There are two different sides to RiFF RaFF aka. Jody Highroller. On the one hand the former G’s to Gents contestant is that guy sporting MTV, BET and Bart Simpson tattoos, along with a jewelry selection that could make Ghostface shake his head in disbelief, whose look inspired James Franco’s character in the movie Spring Breakers and is part of a rap collective called Three Loco, along with comedians Andy Milonakis and Simon Rex. On the flipside he’s well connected, able to count on producers Harry Fraud, Dame Grease and Diplo amongst his beat suppliers and having collaborated with respected rappers like Action Bronson, Meyhem Lauren, A$AP Rocky and Earl Sweatshirt. Somewhere in his past there’s also an alleged affiliation with Swishahouse head honcho OG Ron C.
It’s tough to tell if he’s a new version of Ali G that the world hasn’t quite caught on to yet or if he really means it, maaan.
Either way, he does have an undeniable work ethic, having shot and released an insane amount of videos accompanying his prolific musical output. Those videos are a big part of the hype RiFF RaFF has been able to generate. They’re hilarious parodies (intentional or not) of southern rap subculture, memorable for their outlandishness and overall weirdness.
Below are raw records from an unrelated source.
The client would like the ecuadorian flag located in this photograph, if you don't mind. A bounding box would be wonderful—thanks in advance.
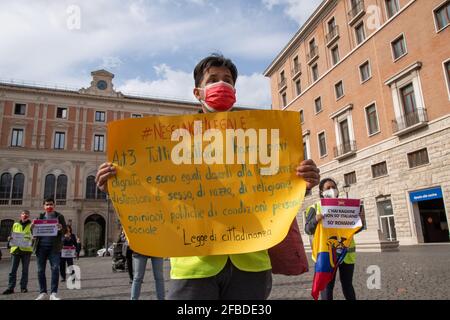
[311,199,361,300]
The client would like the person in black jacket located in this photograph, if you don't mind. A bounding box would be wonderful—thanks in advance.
[31,198,67,300]
[59,226,77,282]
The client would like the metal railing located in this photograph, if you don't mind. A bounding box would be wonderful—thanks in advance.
[348,0,364,20]
[392,109,428,133]
[334,140,356,158]
[278,78,286,90]
[325,26,339,43]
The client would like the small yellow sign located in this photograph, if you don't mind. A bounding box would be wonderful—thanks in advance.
[107,110,306,257]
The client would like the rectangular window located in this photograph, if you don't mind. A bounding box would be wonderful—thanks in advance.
[391,35,406,61]
[434,1,450,31]
[344,171,356,185]
[95,111,105,122]
[56,107,67,119]
[328,17,336,33]
[319,132,327,157]
[372,161,387,178]
[14,103,27,116]
[385,0,400,19]
[295,79,302,95]
[11,129,23,147]
[94,134,105,152]
[331,46,340,66]
[309,39,316,53]
[292,56,300,76]
[54,131,66,149]
[377,197,397,241]
[314,97,322,113]
[334,81,344,100]
[444,61,450,95]
[355,22,366,44]
[281,92,287,107]
[366,104,379,135]
[408,148,430,168]
[311,63,319,82]
[359,61,372,83]
[339,119,352,149]
[400,83,417,116]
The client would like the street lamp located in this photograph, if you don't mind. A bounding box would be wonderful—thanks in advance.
[105,194,109,256]
[342,184,350,199]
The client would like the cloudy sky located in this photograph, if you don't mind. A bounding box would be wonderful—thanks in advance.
[0,0,321,108]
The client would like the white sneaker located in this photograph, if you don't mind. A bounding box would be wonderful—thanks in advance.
[36,292,48,300]
[50,292,61,300]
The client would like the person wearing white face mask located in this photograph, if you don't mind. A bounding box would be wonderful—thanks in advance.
[96,54,320,300]
[305,178,362,300]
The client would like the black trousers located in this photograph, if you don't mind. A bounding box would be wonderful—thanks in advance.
[59,258,73,280]
[126,248,133,281]
[320,262,356,300]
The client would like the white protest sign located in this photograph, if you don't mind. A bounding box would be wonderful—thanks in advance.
[9,232,31,247]
[61,246,76,258]
[320,199,362,229]
[33,219,58,237]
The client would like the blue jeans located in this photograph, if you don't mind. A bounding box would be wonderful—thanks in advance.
[8,252,31,290]
[36,246,61,293]
[131,253,165,300]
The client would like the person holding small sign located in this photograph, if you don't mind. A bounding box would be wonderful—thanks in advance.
[305,178,363,300]
[3,210,33,294]
[96,54,320,300]
[59,226,77,282]
[31,198,67,300]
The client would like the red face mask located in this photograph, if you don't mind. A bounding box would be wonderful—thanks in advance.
[200,81,236,112]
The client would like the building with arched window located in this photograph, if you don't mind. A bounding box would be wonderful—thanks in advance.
[0,70,198,254]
The problem is that once you disconnect the music from the visuals, a lot of entertainment value is lost in the process. That’s a feeling you can’t quite shake when listening to the Birth of an Icon mixtape, which serves as the perfect introduction to the Jody Highroller universe. At the same time the music does hold up better than you’d expect considering RiFF RaFF works better as a comedic character than as a mere recording artist. Dude isn’t a lyrical marvel by any stretch of the imagination but when paired with the right talent behind the boards the results are satisfying enough to warrant a listen away from your computer screen. The beats and hooks are catchy, in that deliberately candy coated sunshine kind of way, and you can always count on Highroller for some ridiculous one-liners to be delivered in earnestness. There are plenty of them throughout the 25 tracks that make up this tape. Some prime examples include: “ice on my fingers/looks like I slapboxed a penguin” (Deion Sandals) or “Shook dice with Larry Bird down in Barcelona!” (Larry Bird). The undeniable odd couple vibe transmitting from the collabo with Chief Keef might actually be sufficient motivation to check out this record.
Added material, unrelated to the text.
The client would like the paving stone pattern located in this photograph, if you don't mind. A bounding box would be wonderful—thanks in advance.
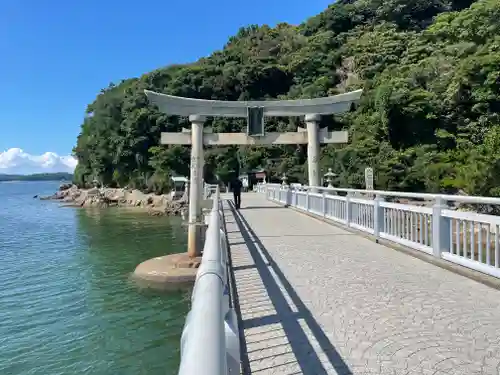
[224,193,500,375]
It’s tough to tell what the future will hold for RiFF RaFF, it could go both ways. At his worst he’s a continuation of LMFAO’s brand of grating party-rap. At his best he’s a guy with an ear for a cool beat that will get stuck in your head for days on end, never trying to overshadow his more skilled cohorts on a track. The route taken will probably depend on whether or not he manages to keep working with respected producers and emcees who are grounded firmly in rap’s vibrant underground scene or if some major label decides to seriously cash in on his pop potential and pairs him with a supporting cast that completely disconnects him his hop-hop roots. If that happens you’ll be glad to revisit his current output so you might as well enjoy it now.